Adam: It's always fun. You say it's getting more complicated for the average person, but for me and you, it's getting more fun because there are more variables. There are more dials we can turn and levers we can pull to find that extra little efficiency.
Garrett: It's been perfect timing here at Providence. I use a tax planning software called HolistiPlan. Five years ago, I could not have done the planning for clients that I can now. But if I have a client that's willing to help me understand where they are income-wise for the year, if I can see in their investment accounts, capital gains, dividends, if I can help them make estimates, it's amazing the depth of planning that we can get to to dial this stuff in. Everybody I do that with, they walk away thinking, "Man, I wish I'd had this 15 or 20 years ago." That's where we're at. I think it's a compelling thing that we're doing with our clients.
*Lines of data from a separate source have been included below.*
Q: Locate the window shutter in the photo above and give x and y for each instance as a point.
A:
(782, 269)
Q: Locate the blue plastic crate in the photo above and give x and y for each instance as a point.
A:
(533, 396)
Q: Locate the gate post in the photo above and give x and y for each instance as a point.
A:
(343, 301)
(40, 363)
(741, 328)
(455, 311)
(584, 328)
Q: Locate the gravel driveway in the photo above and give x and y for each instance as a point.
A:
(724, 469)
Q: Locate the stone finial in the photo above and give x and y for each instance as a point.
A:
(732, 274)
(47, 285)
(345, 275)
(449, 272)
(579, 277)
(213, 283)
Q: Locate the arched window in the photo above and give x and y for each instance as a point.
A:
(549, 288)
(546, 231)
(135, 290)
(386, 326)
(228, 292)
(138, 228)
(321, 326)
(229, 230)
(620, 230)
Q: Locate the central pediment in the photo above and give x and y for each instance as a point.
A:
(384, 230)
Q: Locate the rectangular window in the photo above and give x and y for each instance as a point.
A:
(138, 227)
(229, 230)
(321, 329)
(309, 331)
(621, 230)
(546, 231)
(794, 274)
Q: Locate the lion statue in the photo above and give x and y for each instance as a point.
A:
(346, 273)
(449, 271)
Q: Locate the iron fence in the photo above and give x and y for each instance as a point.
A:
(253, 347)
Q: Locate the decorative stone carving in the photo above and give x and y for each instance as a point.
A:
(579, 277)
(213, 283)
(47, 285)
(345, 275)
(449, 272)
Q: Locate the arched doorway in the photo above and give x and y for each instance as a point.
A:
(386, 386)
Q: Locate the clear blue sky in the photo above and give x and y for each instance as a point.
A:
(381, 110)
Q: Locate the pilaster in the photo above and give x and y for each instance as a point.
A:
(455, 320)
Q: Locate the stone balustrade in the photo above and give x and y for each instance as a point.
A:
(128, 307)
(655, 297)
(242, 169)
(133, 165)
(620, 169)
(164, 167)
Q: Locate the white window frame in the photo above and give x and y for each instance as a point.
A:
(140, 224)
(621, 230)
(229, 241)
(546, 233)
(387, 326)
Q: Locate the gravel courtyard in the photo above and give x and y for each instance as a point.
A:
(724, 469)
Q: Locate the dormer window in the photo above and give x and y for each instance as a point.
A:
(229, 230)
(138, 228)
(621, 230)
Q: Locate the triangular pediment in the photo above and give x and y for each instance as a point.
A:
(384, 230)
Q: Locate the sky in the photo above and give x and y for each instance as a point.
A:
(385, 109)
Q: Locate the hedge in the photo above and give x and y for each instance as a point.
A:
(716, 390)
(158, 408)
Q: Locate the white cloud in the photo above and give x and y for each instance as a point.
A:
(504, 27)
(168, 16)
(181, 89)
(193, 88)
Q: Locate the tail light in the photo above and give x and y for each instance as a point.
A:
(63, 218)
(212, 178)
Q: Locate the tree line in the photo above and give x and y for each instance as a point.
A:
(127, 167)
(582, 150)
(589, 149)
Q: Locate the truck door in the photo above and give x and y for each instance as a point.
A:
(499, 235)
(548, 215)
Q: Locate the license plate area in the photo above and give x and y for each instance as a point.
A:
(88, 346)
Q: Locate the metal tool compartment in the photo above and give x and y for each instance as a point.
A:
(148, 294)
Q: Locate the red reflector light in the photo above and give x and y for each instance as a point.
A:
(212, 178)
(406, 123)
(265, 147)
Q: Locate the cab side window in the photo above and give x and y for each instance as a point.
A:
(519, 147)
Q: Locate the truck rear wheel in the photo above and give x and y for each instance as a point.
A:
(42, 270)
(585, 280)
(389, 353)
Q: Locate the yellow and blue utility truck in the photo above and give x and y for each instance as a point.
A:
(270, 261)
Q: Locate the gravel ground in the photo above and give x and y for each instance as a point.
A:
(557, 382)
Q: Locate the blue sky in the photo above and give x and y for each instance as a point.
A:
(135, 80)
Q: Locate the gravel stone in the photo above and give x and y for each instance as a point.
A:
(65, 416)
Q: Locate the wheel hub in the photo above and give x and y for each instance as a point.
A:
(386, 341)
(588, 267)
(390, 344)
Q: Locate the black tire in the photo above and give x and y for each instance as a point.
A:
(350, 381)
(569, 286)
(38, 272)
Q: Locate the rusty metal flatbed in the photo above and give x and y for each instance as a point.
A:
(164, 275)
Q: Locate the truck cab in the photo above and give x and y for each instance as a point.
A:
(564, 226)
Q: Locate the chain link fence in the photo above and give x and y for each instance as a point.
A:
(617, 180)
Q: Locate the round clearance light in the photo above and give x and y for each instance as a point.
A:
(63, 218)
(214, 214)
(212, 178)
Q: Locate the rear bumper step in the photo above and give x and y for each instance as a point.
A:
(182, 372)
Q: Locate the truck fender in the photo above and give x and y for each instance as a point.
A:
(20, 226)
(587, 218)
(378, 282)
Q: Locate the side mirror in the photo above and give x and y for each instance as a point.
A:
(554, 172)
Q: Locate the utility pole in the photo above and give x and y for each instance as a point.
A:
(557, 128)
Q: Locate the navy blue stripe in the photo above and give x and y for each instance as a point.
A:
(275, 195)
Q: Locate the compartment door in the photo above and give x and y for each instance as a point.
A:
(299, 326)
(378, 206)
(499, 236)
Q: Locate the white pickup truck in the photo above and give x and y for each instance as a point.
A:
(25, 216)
Adam: Absolutely. I appreciate the insight. I think that's helpful and it's a good idea to give some examples down below the video today. We'll knock that out.
Garrett: We appreciate you guys joining us and next time we see you, you might have another kid in your flock.
Adam I'll have a baby here in my arms with a bottle in their mouth talking about taxes.
Garrett: Looking forward to it. Good deal. Adam, we wish you and Sydney the best of luck and, when we see you next time, it'll be a fun reunion.
Adam: Absolutely.
Cool. Thank y'all for joining us today on Retirement Tax Matters. Hope you guys have a great rest of your day.Garrett: All right, talk to you later.